Mi soffermo sul secondo motivo. I ristoratori che si riuniscono in gruppo per realizzare delle manifestazioni promozionali, cioè per farsi conoscere, acquisire nuovi clienti, valorizzando contemporaneamente il territorio, devono presentarsi con un tema allettante, cioè promuovere, ad esempio, una rassegna gastronomica legata a un prodotto che non sia quotidiano (come, invece, nel veneziano è il pesce) e, nel periodo in cui il prodotto è maggiormente presente (Treviso insegna, anche se poi a Treviso ormai le manifestazioni non hanno più valore gastronomico ma sociale, cosa naturalmente sempre utile).
Quale può essere il tema attorno a cui realizzare delle manifestazioni capaci di unire un gruppo di ristoratori e, nel contempo, attrarre un pubblico nuovo anche da altre province, oltre al pesce?
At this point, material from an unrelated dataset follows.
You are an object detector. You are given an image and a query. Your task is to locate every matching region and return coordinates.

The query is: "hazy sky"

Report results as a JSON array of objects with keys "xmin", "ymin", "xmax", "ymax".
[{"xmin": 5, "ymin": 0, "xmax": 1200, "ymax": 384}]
Penso ad asparagi ed primizie di primavera, magari legata agli orti del Cavallino; penso alla selvaggina di valle, penso all’antica cucina veneziana sapientemente interpretata; penso alla cucina dell’uva e del vino in autunno, legata alle aree Doc Piave e Lison-Pramaggiore.
Dalla vostra conoscenza ed esperienza possono però nascere altre proposte ancora più valide e interessanti.
Quello che conta è che il pubblico riesca a individuare l’esistenza di un gruppo di ristoratori e percepisca che il gruppo presenta una cucina seria, con piatti di grande interesse, meritevoli di essere gustati; quindi una cucina diversa rispetto a quella delle province vicine, una cucina in un certo senso unica.
Poi, partita l’iniziativa, superato il periodo di rodaggio, la manifestazione diventerà un punto fisso per buongustai, i quali, se il livello qualitativo permane alto, torneranno più volte, si legheranno a questi ristoranti e così il gruppo, se ben diretto, si sarà sempre più consolidato, avrà realizzato il proprio interesse, quello di tutti e ciascuno i ristoranti associati.
Poi ci sono manifestazioni esterne, da valutare non tanto per un possibile ritorno economico, quanto per un ritorno forte d’immagine e qui le occasioni sono numerose. Basta individuarle e, se ritenute valide, passare alla fase organizzativa.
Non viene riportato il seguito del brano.